Certains en parlent comme du match le plus haineux vu à Old Trafford au cours de l’ère moderne, encore un cran plus haut que la folle bataille du 21 septembre 2003. Sportivement, le match a surtout un enjeu pour un Arsenal invaincu depuis le début de saison et qui sera finalement champion en fin de saison avec une seule défaite au compteur (à Chelsea 1-2, ndlr). Manchester United, de son côté, avance avec sa cinquième place, mais déjà trois défaites dans la tronche. Finalement, les Gunners s’enfilent une sixième victoire en neuf journées grâce à Anders Limpar sur un but qui aurait fait une bonne pub à la goal-line technology. Mais l’important est ailleurs.
« La pire chose a été de se revoir à la télévision »

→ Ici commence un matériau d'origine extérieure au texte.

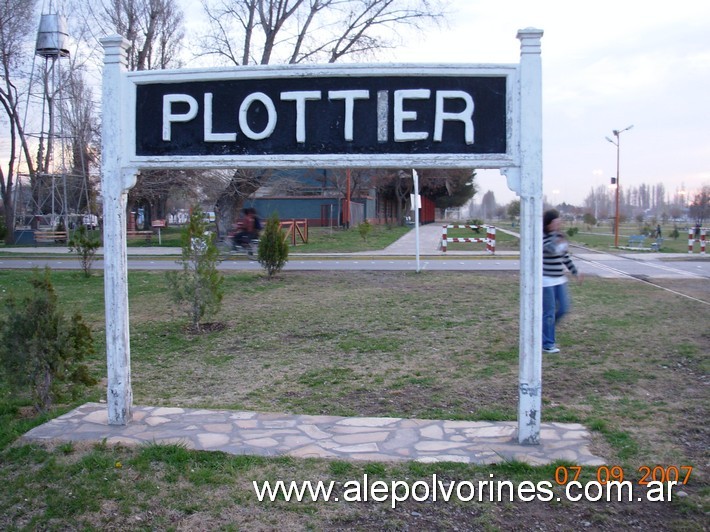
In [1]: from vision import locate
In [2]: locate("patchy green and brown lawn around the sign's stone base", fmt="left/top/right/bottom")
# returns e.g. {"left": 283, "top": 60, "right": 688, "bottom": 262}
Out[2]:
{"left": 0, "top": 270, "right": 710, "bottom": 530}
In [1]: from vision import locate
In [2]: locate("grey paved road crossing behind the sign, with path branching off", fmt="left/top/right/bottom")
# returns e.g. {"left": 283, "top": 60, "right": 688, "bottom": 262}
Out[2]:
{"left": 0, "top": 223, "right": 710, "bottom": 279}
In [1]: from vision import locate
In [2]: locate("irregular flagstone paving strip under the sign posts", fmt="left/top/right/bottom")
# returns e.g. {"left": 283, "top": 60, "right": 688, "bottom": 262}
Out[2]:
{"left": 23, "top": 403, "right": 604, "bottom": 465}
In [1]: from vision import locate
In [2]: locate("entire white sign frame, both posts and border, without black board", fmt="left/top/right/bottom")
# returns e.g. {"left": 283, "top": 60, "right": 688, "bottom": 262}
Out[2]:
{"left": 101, "top": 28, "right": 543, "bottom": 444}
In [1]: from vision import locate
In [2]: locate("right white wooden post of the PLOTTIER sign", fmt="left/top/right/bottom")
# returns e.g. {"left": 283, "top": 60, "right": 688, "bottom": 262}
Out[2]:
{"left": 517, "top": 28, "right": 543, "bottom": 445}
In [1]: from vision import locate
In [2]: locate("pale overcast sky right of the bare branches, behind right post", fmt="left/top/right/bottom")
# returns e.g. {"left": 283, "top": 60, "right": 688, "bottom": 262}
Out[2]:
{"left": 378, "top": 0, "right": 710, "bottom": 204}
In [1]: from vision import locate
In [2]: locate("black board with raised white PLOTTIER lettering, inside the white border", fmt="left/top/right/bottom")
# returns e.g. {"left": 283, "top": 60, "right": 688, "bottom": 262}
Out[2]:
{"left": 135, "top": 75, "right": 508, "bottom": 157}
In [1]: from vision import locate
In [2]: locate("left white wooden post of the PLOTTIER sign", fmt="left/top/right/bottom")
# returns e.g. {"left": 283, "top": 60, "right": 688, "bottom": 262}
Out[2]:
{"left": 101, "top": 35, "right": 137, "bottom": 425}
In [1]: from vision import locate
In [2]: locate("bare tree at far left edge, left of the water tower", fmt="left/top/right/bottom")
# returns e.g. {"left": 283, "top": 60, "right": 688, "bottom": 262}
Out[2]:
{"left": 0, "top": 0, "right": 37, "bottom": 244}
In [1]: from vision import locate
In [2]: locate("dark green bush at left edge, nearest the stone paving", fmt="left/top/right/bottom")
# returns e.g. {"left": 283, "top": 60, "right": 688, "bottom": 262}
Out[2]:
{"left": 0, "top": 268, "right": 96, "bottom": 411}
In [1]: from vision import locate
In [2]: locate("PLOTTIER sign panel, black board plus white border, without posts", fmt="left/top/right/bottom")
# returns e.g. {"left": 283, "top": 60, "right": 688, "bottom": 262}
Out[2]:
{"left": 125, "top": 65, "right": 518, "bottom": 168}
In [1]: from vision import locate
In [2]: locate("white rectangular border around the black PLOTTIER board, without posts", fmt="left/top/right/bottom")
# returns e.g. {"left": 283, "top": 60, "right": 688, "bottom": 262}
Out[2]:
{"left": 123, "top": 64, "right": 520, "bottom": 169}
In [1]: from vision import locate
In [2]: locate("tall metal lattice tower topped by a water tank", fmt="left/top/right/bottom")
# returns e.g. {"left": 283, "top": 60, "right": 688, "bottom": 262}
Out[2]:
{"left": 16, "top": 4, "right": 98, "bottom": 237}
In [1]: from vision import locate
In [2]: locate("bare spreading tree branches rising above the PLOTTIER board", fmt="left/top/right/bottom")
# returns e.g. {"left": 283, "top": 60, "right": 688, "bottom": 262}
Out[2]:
{"left": 200, "top": 0, "right": 443, "bottom": 65}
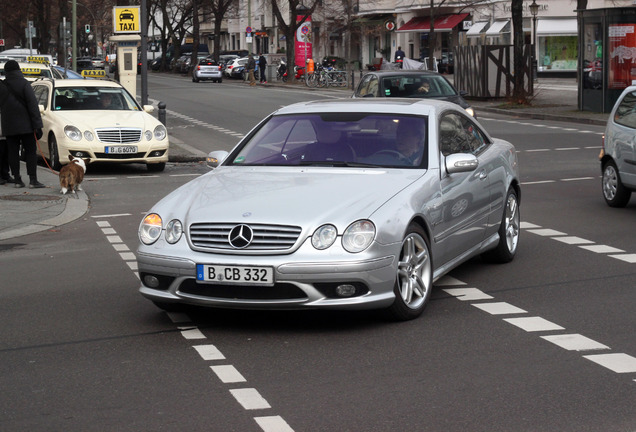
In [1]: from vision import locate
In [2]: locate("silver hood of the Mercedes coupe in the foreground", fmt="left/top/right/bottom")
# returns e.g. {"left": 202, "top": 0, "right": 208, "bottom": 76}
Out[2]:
{"left": 153, "top": 167, "right": 425, "bottom": 228}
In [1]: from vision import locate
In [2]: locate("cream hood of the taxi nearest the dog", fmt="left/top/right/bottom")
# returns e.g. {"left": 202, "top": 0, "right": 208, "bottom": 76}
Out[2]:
{"left": 49, "top": 110, "right": 159, "bottom": 130}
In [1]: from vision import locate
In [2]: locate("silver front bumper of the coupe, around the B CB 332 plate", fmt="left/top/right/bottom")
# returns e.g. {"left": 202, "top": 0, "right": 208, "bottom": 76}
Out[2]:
{"left": 137, "top": 241, "right": 397, "bottom": 309}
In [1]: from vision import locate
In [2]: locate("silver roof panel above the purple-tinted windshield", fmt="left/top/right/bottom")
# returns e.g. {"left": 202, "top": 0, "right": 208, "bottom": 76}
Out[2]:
{"left": 274, "top": 98, "right": 464, "bottom": 115}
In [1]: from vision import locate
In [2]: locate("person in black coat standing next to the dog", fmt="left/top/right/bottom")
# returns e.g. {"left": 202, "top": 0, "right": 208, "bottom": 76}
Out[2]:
{"left": 1, "top": 60, "right": 45, "bottom": 188}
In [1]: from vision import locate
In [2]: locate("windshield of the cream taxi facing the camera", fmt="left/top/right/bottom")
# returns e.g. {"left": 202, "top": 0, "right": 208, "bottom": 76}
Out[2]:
{"left": 53, "top": 86, "right": 141, "bottom": 111}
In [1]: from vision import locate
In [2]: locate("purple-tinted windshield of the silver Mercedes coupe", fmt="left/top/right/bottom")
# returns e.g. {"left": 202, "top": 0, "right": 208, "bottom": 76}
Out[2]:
{"left": 229, "top": 113, "right": 428, "bottom": 168}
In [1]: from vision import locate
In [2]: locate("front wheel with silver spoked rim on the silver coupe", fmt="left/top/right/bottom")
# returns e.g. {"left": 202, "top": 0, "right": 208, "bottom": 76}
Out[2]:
{"left": 387, "top": 223, "right": 433, "bottom": 321}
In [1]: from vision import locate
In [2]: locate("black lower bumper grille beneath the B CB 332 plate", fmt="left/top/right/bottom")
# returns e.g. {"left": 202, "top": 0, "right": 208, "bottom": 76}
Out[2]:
{"left": 179, "top": 279, "right": 307, "bottom": 300}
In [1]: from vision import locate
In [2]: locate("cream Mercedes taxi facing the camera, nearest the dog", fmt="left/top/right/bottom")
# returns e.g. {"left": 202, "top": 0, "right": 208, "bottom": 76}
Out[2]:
{"left": 31, "top": 77, "right": 169, "bottom": 171}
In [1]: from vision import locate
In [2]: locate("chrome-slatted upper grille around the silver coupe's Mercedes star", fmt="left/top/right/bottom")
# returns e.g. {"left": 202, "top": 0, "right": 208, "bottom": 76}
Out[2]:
{"left": 190, "top": 223, "right": 301, "bottom": 251}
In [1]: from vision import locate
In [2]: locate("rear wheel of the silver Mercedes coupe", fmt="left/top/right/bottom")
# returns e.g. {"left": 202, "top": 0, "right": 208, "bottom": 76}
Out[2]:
{"left": 482, "top": 187, "right": 521, "bottom": 263}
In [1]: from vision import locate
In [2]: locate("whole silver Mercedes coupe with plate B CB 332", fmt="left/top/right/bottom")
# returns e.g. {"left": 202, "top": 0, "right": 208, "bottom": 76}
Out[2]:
{"left": 137, "top": 99, "right": 520, "bottom": 320}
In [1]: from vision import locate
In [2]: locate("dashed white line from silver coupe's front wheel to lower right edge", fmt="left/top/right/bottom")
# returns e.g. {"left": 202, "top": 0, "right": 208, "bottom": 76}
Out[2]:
{"left": 436, "top": 282, "right": 636, "bottom": 383}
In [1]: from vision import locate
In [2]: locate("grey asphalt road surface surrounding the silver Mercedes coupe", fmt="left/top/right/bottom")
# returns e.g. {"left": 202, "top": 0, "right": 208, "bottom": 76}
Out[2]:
{"left": 0, "top": 76, "right": 636, "bottom": 432}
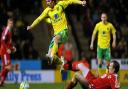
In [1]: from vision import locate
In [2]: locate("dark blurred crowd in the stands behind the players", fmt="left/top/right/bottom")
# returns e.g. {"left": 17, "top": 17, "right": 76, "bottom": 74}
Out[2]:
{"left": 0, "top": 0, "right": 128, "bottom": 59}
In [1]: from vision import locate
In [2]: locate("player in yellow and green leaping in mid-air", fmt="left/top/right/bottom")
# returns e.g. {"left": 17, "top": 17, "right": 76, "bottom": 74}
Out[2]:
{"left": 27, "top": 0, "right": 86, "bottom": 67}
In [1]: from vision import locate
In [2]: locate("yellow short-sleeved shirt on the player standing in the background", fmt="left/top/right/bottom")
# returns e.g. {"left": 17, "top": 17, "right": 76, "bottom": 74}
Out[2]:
{"left": 93, "top": 22, "right": 116, "bottom": 48}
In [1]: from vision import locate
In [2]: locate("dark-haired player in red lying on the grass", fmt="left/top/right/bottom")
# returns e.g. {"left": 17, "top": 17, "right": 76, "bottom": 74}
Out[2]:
{"left": 66, "top": 61, "right": 120, "bottom": 89}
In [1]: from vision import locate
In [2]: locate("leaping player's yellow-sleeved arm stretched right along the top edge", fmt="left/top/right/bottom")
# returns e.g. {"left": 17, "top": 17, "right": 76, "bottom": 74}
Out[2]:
{"left": 58, "top": 0, "right": 86, "bottom": 9}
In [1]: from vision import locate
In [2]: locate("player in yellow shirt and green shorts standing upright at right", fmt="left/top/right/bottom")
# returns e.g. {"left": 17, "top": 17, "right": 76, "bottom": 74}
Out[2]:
{"left": 90, "top": 13, "right": 116, "bottom": 75}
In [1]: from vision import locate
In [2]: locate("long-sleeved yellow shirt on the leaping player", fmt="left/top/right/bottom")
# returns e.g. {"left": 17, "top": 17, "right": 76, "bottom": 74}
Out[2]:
{"left": 31, "top": 0, "right": 81, "bottom": 35}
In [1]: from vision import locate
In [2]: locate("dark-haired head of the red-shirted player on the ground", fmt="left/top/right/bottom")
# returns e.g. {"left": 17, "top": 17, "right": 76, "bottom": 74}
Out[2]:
{"left": 109, "top": 61, "right": 120, "bottom": 73}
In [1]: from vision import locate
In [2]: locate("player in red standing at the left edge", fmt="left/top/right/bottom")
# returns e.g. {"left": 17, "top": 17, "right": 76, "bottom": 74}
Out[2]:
{"left": 0, "top": 18, "right": 16, "bottom": 85}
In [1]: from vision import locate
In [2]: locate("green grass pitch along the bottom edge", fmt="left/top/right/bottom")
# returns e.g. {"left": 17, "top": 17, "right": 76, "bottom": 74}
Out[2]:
{"left": 0, "top": 83, "right": 128, "bottom": 89}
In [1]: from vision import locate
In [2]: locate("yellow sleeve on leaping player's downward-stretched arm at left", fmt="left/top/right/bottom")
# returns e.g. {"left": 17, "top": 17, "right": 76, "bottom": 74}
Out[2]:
{"left": 31, "top": 7, "right": 49, "bottom": 28}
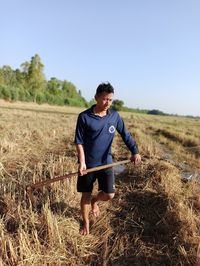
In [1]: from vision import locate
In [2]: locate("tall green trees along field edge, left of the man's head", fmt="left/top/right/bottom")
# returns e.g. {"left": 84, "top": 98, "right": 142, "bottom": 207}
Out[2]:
{"left": 0, "top": 54, "right": 88, "bottom": 106}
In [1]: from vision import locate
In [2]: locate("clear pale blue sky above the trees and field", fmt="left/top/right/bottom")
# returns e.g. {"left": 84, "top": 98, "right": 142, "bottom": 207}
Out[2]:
{"left": 0, "top": 0, "right": 200, "bottom": 116}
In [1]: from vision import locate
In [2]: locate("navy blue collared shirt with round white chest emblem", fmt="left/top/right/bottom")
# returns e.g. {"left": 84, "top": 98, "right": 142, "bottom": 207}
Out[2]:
{"left": 74, "top": 106, "right": 138, "bottom": 167}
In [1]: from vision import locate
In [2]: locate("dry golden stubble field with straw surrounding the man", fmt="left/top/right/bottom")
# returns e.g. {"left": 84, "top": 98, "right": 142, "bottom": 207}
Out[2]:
{"left": 0, "top": 101, "right": 200, "bottom": 266}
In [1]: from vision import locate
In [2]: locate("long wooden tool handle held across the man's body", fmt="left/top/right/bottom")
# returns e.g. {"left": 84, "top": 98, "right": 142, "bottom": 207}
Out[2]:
{"left": 28, "top": 160, "right": 131, "bottom": 190}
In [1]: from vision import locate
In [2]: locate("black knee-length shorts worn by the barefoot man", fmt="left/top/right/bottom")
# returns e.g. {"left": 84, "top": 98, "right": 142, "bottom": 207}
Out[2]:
{"left": 77, "top": 168, "right": 115, "bottom": 193}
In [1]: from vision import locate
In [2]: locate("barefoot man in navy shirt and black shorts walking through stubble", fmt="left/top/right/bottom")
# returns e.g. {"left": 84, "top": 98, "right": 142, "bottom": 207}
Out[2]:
{"left": 74, "top": 83, "right": 141, "bottom": 235}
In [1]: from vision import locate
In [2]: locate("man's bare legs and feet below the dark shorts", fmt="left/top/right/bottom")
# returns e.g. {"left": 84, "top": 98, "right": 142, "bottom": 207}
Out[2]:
{"left": 80, "top": 191, "right": 115, "bottom": 235}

Car peu après l’heure de jeu, Winterburn ramène sa tronche et vient sécher Denis Irwin qui se bat avec Limpar pour le ballon. Brian McClair débarque, se met près de son pote et c’est parti pour de longues secondes à se pousser, s’insulter, tenter de se coucher à onze joueurs de United contre dix d’Arsenal – seul David Seaman fait le spectateur. L’arbitre, Keith Hackett, a déjà perdu le fil de sa rencontre alors que Ferguson s’embrouille avec Tony Adams. Impliqué dans le bordel, David Rocastle est clair : « À Arsenal, on n’a jamais, vraiment jamais commencé aucune baston – on se contente de les finir. » De son côté, McClair avouera après la rencontre sa honte et expliquera que « la pire chose a été de se revoir à la télévision plus tard dans la soirée » . L’histoire veut que Nigel Winterburn et Brian McClair ont voulu régler leurs problèmes ce jour-là, sans savoir qu’ils venaient d’écrire les lignes les plus grasses d’une rivalité qui est ensuite devenue féroce. Sous les patates, Arsenal se verra retirer deux points par la FA, un pour United, et deviendra finalement en fin de saison le seul champion de l’histoire à soulever une couronne avec un retrait de points.